Thank you again for good and well implemented ideas and well implemented cooperation with carriers.

Iain said...

Aren't there privacy issues here? Not sure Google should be collecting user IP address & current GPS location, without an opt-in requirement.

Unknown said...

This article only describes using My Location with cell-ID. Commenters have mentioned the possiblity of IP tracking for location.

I was recently able to accurately pinpoint my location from an ipod touch, even though this article doesn't mention WiFi locating.

anyone have links to information about how Google is using IP tracking?

-r. miloh alexander

Frank Bulk said...

I had always presumed that Google would be able to semi-automatically correlate cell IDs with the publicly available information hosted by the FCC on tower data, but it appears they're doing it based solely on multiple GPS-contributed data points.
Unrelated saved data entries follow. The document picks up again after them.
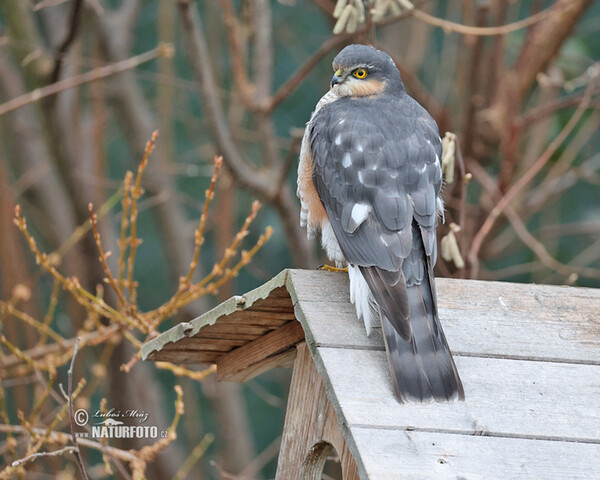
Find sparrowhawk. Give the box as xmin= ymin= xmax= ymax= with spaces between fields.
xmin=297 ymin=44 xmax=464 ymax=403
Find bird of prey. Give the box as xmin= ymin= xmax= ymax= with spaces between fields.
xmin=297 ymin=44 xmax=464 ymax=403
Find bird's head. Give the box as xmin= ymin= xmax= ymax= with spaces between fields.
xmin=330 ymin=44 xmax=404 ymax=98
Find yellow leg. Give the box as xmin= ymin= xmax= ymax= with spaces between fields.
xmin=318 ymin=264 xmax=348 ymax=273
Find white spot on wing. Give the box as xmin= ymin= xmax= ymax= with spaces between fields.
xmin=335 ymin=134 xmax=342 ymax=146
xmin=342 ymin=153 xmax=352 ymax=168
xmin=418 ymin=164 xmax=426 ymax=173
xmin=357 ymin=144 xmax=364 ymax=152
xmin=351 ymin=203 xmax=370 ymax=226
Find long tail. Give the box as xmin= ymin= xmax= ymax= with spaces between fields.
xmin=380 ymin=277 xmax=464 ymax=403
xmin=357 ymin=221 xmax=464 ymax=403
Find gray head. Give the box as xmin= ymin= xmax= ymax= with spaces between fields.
xmin=330 ymin=44 xmax=404 ymax=97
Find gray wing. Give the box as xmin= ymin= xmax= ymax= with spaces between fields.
xmin=310 ymin=94 xmax=442 ymax=341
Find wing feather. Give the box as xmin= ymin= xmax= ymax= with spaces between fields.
xmin=310 ymin=93 xmax=443 ymax=340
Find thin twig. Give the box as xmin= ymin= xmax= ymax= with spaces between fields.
xmin=127 ymin=131 xmax=159 ymax=306
xmin=181 ymin=156 xmax=223 ymax=288
xmin=0 ymin=424 xmax=139 ymax=463
xmin=0 ymin=326 xmax=120 ymax=372
xmin=177 ymin=0 xmax=315 ymax=267
xmin=88 ymin=204 xmax=129 ymax=312
xmin=66 ymin=338 xmax=89 ymax=480
xmin=118 ymin=172 xmax=134 ymax=292
xmin=11 ymin=446 xmax=77 ymax=468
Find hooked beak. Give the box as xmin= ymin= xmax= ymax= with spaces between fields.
xmin=331 ymin=69 xmax=343 ymax=88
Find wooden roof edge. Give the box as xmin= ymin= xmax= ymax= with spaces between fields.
xmin=141 ymin=269 xmax=293 ymax=361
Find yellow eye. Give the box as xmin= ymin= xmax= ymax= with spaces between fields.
xmin=353 ymin=68 xmax=368 ymax=79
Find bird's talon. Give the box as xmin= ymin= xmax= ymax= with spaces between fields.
xmin=318 ymin=264 xmax=348 ymax=273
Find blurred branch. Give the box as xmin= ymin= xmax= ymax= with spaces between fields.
xmin=483 ymin=0 xmax=594 ymax=137
xmin=9 ymin=446 xmax=77 ymax=469
xmin=93 ymin=6 xmax=203 ymax=292
xmin=177 ymin=0 xmax=316 ymax=267
xmin=511 ymin=0 xmax=594 ymax=99
xmin=269 ymin=33 xmax=351 ymax=111
xmin=50 ymin=0 xmax=84 ymax=83
xmin=516 ymin=86 xmax=600 ymax=129
xmin=0 ymin=44 xmax=172 ymax=117
xmin=468 ymin=67 xmax=600 ymax=277
xmin=411 ymin=2 xmax=563 ymax=36
xmin=469 ymin=161 xmax=600 ymax=281
xmin=252 ymin=0 xmax=281 ymax=169
xmin=0 ymin=49 xmax=77 ymax=250
xmin=177 ymin=0 xmax=272 ymax=193
xmin=219 ymin=0 xmax=255 ymax=107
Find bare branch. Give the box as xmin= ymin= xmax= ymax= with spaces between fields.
xmin=50 ymin=0 xmax=84 ymax=83
xmin=10 ymin=446 xmax=77 ymax=468
xmin=468 ymin=67 xmax=600 ymax=277
xmin=176 ymin=0 xmax=272 ymax=194
xmin=268 ymin=33 xmax=351 ymax=112
xmin=0 ymin=44 xmax=172 ymax=117
xmin=176 ymin=0 xmax=317 ymax=267
xmin=469 ymin=161 xmax=600 ymax=281
xmin=411 ymin=2 xmax=565 ymax=37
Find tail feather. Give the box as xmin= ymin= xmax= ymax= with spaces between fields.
xmin=381 ymin=280 xmax=464 ymax=403
xmin=348 ymin=219 xmax=464 ymax=403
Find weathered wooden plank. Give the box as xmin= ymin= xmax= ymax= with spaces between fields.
xmin=315 ymin=347 xmax=600 ymax=442
xmin=195 ymin=322 xmax=272 ymax=337
xmin=276 ymin=343 xmax=359 ymax=480
xmin=223 ymin=348 xmax=297 ymax=383
xmin=289 ymin=270 xmax=600 ymax=364
xmin=159 ymin=337 xmax=245 ymax=352
xmin=217 ymin=320 xmax=305 ymax=381
xmin=143 ymin=349 xmax=217 ymax=364
xmin=351 ymin=427 xmax=600 ymax=480
xmin=214 ymin=311 xmax=294 ymax=327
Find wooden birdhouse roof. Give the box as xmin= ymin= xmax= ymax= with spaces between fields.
xmin=142 ymin=269 xmax=600 ymax=479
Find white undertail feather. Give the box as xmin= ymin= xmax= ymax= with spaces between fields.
xmin=348 ymin=265 xmax=379 ymax=336
xmin=320 ymin=220 xmax=345 ymax=267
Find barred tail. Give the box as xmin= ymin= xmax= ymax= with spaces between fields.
xmin=381 ymin=279 xmax=464 ymax=403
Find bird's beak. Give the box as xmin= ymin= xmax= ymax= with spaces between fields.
xmin=331 ymin=69 xmax=343 ymax=88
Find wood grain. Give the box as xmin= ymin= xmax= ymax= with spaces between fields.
xmin=289 ymin=270 xmax=600 ymax=364
xmin=276 ymin=342 xmax=359 ymax=480
xmin=352 ymin=428 xmax=600 ymax=480
xmin=216 ymin=320 xmax=305 ymax=381
xmin=317 ymin=347 xmax=600 ymax=442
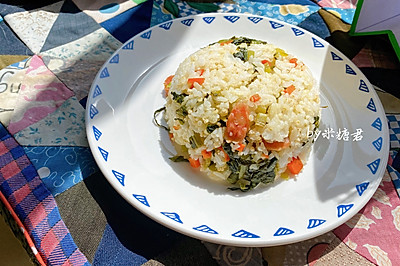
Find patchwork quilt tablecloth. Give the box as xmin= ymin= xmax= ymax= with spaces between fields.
xmin=1 ymin=0 xmax=400 ymax=265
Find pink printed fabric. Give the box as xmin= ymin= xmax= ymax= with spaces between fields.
xmin=334 ymin=171 xmax=400 ymax=265
xmin=318 ymin=0 xmax=357 ymax=8
xmin=7 ymin=55 xmax=74 ymax=134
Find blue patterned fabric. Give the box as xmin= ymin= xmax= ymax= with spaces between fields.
xmin=23 ymin=146 xmax=98 ymax=196
xmin=101 ymin=0 xmax=153 ymax=43
xmin=93 ymin=224 xmax=147 ymax=266
xmin=0 ymin=16 xmax=33 ymax=55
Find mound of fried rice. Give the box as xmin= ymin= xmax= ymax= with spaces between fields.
xmin=163 ymin=37 xmax=320 ymax=191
Where I'm living it might be months before there's enough GPS data for Google to provide an accurate idea of location. There was nothing a few months ago, but the location that pops up now is 6 to 7 miles north of the actual cell site. Too bad that there's no feedback mechanism within the user interface. Leveraging the user community is a powerful way to enhance a product.


directorblue said...

Very cool.

Consider it crowd-sourcing ("Wisdom of crowds") for location.

Unknown said...

Is there an API for XHTML mobile or Palm HB++) API planned? Can we see this platforms, using this technology in the future?

The Jackal said...

I agree with frnkblk--there should be a method to submit feedback on location issues. Google should also cross-reference the cellID with the FCC database.

While my phone is obtaining its GPS fix, the My Location feature pinpoints my location as Sisters, Oregon. I live just a little bit north of that--Anchorage, Alaska, to be exact.

Once the GPS receives its fix, everything's OK. But when I'm using location-aware apps (I have an iPhone), sometimes the apps don't wait long enough before giving theircresults (especially if I'm indoors), and I'll receive restaurant recommendations for a city nearly 2,000 miles from my house--hardly in my neighborhood.

Lars said...

Like with Navizon, Does WAR driving for new wifi access points or cell towers with a proper gps unit do any good? In other words does google maps send back info on new wifi points from a client device?